Distinguishing succination (C₄O₄H₄, 116.011 Da) from double carbamidomethylation (2 × C₂H₃NO, 2 × 57.021 Da = 114.042 Da). A: Collision-induced dissociation spectrum of the doubly charged peptide YMACCLLYR from mouse alpha-tubulin, from LC-ESI-MS analysis of a tryptic digest of mouse adipocyte proteins alkylated with iodoacetamide. The peptide is modified either by succination on the second cysteine residue, or by carbamidomethylation on both of the two cysteine residues. The b-ion series is shown in red and the y-ion series in dark blue. A doubly charged y-ion series is shown in light blue. Alternative peak assignments supporting double carbamidomethylation are shown in green. The spectrum was recorded in the ion trap mass analyzer of a Thermo Scientific LTQ Orbitrap mass spectrometer. B: Summary of observed fragmentation and database search scores for the succinated peptide. C: Results for the doubly carbamidomethylated peptide. Xcorr is the Xcorr score from Sequest (Eng, McCormack, & Yates, 1994); MS-GF spectral probability is the probability that a better-scoring peptide exists for this spectrum, calculated by the MS-GF software (Kim, Gupta, & Pevzner, 2008; Kim et al., 2010). Note that while the succinated peptide has better MS-GF and Xcorr scores, the precursor mass information supports the identification of the peptide as the doubly carbamidomethylated species. In addition, the prominent peak at m/z ~725 is only explained by double carbamidomethylation.
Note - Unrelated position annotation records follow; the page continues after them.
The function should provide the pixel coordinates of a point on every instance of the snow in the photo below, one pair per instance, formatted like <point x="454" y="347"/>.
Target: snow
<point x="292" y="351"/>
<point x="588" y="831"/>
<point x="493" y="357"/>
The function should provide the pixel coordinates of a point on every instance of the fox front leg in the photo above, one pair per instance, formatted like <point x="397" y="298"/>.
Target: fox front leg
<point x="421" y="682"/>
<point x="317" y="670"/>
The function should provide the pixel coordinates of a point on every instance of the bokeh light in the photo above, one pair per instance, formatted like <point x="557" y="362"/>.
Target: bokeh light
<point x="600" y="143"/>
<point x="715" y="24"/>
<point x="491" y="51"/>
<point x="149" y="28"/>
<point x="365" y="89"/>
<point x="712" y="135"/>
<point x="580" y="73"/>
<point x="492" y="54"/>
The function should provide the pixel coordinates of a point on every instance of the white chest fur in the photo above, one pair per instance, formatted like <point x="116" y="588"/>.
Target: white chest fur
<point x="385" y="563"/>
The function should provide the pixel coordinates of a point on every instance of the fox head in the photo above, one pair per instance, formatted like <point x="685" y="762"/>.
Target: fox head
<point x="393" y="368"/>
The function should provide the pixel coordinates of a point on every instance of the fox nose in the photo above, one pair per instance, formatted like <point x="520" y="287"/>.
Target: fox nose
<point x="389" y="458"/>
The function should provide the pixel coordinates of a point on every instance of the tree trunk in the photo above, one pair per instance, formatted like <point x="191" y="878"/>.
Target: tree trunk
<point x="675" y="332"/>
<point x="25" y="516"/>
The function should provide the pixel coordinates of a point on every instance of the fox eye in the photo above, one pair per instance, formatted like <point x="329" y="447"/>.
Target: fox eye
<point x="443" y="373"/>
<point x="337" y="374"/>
The “deisotoping correction” is automatically applied on our pipeline in cases where the difference between theoretical and observed mass is very close to exactly 1 or 2 Da, and corrects for whole-Dalton errors in the observed mass that arise from occasional failures of the DeconMSN (Mayampurath et al., 2008) algorithm in identifying the monoisotopic mass. Here, the automatically applied correction is inappropriate, since the ~2 Da shift comes from the mass difference between succination and double carbamidomethylation.

FIGURE 5

Protein succination in diabetes and cancer. Protein succination increases in the diabetic adipocyte when glucotoxicity driven mitochondrial stress leads to an increase in mitochondrial membrane potential (ΔΨ_m) and NADH:NAD⁺, resulting in increased fumarate. The rise in fumarate leads to increased protein succination on a number of targets including GAPDH, adiponectin, and protein disulfide isomerase (PDI) resulting in decreased GAPDH activity, reduced adiponectin secretion and increased endoplasmic reticulum stress (ER stress), respectively. Independent of glucotoxicity, cancers which are derived from deletion or mutation of fumarate hydratase (FH) also result in elevated fumarate levels and subsequent protein succination. Aconitase 2 and Keap1 are succinated targets in FH-deficient cells, resulting in Nrf2 activation and reduced Aconitase 2 activity, both of which are associated with oncogenesis in this model.